Neural Network Compression Framework (NNCF) is a toolset for Neural Networks model compression. The framework organized as a Python module that can be built and used as standalone or within samples distributed with the code. The samples demonstrate the usage of compression methods on public models and datasets for three different use cases: Image Classification, Object Detection, and Semantic Segmentation.
- Now using PyTorch 1.5 and CUDA 10.2 by default
- Support for exporting quantized models to ONNX checkpoints with standard ONNX v10 QuantizeLinear/DequantizeLinear pairs (8-bit quantization only)
- Compression algorithm initialization moved to the compressed model creation stage
- Filter pruning algorithm added
- Mixed precision quantization with manual and automatic (HAWQ-powered) precision setup
- Support for DistilBERT
- Selecting quantization parameters based on hardware configuration preset (CPU, GPU, VPU)

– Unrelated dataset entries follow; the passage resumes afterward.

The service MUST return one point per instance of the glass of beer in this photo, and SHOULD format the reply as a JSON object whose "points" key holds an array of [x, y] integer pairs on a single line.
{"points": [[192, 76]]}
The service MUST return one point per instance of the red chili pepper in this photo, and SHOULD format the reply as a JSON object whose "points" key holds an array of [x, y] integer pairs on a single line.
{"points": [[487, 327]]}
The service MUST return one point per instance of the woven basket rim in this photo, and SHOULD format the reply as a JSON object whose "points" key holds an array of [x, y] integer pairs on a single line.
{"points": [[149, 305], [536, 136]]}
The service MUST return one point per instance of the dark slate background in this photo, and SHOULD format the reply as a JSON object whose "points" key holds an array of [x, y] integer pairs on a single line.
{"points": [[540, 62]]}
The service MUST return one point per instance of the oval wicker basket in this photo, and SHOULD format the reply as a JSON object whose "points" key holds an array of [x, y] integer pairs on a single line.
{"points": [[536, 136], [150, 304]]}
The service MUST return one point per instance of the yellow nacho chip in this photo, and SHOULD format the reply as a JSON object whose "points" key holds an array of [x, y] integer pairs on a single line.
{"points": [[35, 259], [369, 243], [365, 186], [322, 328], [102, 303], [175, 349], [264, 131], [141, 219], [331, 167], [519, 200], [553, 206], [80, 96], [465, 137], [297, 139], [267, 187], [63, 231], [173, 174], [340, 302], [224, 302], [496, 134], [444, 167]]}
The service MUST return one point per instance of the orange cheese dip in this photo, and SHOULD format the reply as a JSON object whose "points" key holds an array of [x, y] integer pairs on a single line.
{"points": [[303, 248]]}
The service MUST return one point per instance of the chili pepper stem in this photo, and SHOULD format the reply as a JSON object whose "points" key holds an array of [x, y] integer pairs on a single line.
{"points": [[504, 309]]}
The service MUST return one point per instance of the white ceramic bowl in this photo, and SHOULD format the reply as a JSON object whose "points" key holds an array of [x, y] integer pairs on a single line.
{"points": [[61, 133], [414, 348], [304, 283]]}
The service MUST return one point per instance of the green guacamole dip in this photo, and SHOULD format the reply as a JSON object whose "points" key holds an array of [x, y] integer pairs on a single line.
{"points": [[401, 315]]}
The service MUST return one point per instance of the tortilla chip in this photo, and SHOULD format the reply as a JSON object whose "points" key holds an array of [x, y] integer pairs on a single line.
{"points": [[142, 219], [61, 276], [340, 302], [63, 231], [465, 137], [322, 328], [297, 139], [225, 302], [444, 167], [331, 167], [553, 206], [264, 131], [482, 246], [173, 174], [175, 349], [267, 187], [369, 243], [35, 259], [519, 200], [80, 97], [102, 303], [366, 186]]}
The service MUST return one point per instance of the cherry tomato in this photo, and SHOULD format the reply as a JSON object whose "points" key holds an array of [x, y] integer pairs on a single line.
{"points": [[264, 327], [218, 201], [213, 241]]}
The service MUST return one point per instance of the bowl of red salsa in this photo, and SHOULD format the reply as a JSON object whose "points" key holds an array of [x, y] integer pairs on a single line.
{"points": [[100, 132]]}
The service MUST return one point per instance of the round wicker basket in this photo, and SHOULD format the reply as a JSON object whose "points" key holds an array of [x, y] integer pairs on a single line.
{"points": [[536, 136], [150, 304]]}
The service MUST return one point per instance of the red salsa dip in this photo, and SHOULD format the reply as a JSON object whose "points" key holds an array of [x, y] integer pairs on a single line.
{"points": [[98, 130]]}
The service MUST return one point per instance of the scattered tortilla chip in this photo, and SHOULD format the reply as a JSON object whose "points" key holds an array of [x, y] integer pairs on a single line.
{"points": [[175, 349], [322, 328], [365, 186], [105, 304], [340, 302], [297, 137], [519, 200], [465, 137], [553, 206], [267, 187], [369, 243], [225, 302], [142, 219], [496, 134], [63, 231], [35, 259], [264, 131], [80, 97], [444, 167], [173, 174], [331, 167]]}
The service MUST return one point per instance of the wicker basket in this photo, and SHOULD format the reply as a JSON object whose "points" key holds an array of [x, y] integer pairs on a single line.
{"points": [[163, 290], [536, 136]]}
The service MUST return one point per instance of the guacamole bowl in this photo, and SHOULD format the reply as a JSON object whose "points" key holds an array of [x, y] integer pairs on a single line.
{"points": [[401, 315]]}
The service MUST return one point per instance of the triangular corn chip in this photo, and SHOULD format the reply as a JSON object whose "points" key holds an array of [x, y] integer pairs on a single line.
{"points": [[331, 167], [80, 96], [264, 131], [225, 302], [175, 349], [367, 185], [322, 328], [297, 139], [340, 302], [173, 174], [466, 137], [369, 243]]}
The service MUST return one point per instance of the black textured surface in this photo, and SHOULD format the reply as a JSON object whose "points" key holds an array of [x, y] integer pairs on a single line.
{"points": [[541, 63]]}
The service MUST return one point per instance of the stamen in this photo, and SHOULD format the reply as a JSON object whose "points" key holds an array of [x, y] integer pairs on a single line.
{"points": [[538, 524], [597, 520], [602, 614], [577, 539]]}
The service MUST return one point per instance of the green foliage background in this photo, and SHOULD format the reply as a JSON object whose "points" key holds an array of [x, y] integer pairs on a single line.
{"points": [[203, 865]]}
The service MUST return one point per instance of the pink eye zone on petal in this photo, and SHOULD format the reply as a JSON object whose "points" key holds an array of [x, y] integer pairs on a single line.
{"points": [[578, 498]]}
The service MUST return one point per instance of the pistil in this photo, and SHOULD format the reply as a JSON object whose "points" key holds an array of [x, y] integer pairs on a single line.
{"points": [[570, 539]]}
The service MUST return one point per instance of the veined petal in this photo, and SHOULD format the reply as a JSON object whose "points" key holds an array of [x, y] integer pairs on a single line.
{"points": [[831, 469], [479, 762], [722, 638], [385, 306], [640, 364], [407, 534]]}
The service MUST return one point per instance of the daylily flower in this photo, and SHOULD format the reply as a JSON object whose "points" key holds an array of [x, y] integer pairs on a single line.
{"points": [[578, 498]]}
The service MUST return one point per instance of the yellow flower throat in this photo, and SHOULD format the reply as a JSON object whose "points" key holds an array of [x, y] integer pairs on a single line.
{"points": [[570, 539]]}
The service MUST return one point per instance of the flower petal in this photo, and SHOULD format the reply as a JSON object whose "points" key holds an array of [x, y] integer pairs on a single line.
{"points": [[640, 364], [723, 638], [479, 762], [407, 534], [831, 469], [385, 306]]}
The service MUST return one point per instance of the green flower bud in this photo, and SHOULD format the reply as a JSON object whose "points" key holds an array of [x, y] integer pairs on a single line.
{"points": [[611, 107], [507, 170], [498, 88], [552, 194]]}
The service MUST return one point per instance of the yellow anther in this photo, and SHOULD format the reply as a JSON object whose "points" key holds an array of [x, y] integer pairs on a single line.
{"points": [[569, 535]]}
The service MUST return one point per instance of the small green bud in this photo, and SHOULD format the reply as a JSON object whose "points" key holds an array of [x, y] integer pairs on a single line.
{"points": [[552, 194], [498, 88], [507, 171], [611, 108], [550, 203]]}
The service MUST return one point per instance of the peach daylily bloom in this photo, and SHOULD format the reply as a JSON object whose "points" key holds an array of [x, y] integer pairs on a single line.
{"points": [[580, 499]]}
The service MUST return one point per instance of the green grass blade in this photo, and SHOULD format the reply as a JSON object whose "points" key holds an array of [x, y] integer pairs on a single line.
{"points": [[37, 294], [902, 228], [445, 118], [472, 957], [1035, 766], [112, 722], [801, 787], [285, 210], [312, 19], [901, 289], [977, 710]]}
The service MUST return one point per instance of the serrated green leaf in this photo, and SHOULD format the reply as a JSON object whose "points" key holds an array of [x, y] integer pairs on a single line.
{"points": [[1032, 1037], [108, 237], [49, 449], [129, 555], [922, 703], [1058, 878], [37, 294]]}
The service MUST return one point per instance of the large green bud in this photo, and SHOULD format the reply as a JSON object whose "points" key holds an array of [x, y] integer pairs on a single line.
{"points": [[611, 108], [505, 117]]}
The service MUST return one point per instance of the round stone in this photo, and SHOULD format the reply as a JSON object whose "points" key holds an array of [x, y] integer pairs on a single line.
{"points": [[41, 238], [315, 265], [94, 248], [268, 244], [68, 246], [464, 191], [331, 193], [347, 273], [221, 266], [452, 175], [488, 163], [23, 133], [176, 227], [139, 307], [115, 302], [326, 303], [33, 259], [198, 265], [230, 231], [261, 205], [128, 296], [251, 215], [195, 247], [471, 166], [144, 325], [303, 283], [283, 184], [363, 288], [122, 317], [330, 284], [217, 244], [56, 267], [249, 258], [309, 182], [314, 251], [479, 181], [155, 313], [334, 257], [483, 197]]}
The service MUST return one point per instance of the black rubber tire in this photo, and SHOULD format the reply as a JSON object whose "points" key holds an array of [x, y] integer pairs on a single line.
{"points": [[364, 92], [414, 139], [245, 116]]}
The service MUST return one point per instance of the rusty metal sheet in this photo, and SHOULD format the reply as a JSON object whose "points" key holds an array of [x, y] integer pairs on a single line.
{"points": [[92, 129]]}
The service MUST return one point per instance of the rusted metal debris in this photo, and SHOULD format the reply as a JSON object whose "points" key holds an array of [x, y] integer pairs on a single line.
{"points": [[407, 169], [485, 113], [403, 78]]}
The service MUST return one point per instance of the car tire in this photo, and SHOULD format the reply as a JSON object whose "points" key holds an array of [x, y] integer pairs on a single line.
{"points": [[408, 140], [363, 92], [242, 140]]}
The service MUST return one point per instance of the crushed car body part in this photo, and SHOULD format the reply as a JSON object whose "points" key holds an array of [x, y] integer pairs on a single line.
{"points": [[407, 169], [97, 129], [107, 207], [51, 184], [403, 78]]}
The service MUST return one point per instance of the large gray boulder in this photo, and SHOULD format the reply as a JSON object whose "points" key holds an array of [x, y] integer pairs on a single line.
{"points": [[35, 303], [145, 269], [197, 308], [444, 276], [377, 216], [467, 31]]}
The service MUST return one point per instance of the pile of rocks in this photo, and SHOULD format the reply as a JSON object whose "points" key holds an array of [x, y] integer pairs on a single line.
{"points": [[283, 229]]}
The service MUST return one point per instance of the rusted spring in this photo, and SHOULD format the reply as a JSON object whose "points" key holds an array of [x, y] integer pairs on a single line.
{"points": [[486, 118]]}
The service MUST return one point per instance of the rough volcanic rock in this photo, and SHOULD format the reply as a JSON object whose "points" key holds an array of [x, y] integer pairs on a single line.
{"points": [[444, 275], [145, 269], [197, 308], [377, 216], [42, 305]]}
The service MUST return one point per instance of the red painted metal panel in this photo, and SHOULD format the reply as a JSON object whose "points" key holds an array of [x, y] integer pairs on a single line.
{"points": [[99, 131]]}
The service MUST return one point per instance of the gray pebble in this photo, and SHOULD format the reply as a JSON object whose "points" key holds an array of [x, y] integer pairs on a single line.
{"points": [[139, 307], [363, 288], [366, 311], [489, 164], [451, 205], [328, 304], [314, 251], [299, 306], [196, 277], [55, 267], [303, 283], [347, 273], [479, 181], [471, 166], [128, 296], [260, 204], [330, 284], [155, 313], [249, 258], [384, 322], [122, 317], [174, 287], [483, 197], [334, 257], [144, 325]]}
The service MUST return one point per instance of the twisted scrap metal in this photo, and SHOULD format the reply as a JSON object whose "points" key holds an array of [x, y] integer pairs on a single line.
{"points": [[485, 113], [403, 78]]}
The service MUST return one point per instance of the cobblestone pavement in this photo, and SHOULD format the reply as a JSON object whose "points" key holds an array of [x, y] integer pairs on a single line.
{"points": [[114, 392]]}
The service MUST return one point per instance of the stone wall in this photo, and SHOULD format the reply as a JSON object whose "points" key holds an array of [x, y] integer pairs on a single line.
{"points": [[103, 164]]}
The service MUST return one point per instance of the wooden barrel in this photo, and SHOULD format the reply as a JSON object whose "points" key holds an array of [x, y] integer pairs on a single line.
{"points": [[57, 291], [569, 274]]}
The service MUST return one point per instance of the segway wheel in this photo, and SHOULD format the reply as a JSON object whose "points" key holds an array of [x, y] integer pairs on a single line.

- Propagation-based quantizer position setup mode (quantizers are position as early in the network control flow graph as possible while keeping inputs of target operation quantized)
- Improved model graph tracing with introduction of input nodes and intermediate tensor shape tracking
- Updated third-party integration patches for consistency with NNCF release v1.3
- CPU-only installation mode for execution on machines without CUDA GPU hardware installed
- Docker images supplied for easier setup in container-based environments
- Usability improvements (NNCF config .JSON file validation by schema, less boilerplate code, separate logging and others)
- Support for transformer-based networks quantization (tested on BERT and RoBERTa)
- Added instructions and Git patches for integrating NNCF into third-party repositories (mmdetection, transformers)
- Support for GNMT quantization
- Regular expression format support for specifying ignored/target scopes in config files - prefix the regex-enabled scope with {re}
- Binary networks using XNOR and DoReFa methods
- Asymmetric quantization scheme and per-channel quantization of Convolution
- 3D models support
- Support of integration into the mmdetection repository
- Custom search patterns for FakeQuantize operation insertion
- Quantization of the model input by default
- Support of quantization of non-ReLU models (ELU, sigmoid, swish, hswish, and others)
- Support of symmetric quantization and two sparsity algorithms with fine-tuning
- Automatic model graph transformation. The model is wrapped by the custom class and additional layers are inserted in the graph. The transformations are configurable.
- Three training samples which demonstrate usage of compression methods from the NNCF:
- Image Classification: torchvision models for classification and custom models on ImageNet and CIFAR10/100 datasets.
- Object Detection: SSD300, SSD512, MobileNet SSD on Pascal VOC2007, Pascal VOC2012, and COCO datasets.
- Semantic Segmentation: UNet, ICNet on CamVid and Mapillary Vistas datasets.
- Unified interface for compression methods.
- GPU-accelerated Quantization layer for fast model fine-tuning.
- Distributed training support in all samples.
- Configuration file examples for sparsity, quantization and sparsity with quantization for all three samples. Each type of compression requires only one additional stage of fine-tuning.
- Export models to the ONNX format that is supported by the OpenVINO toolkit.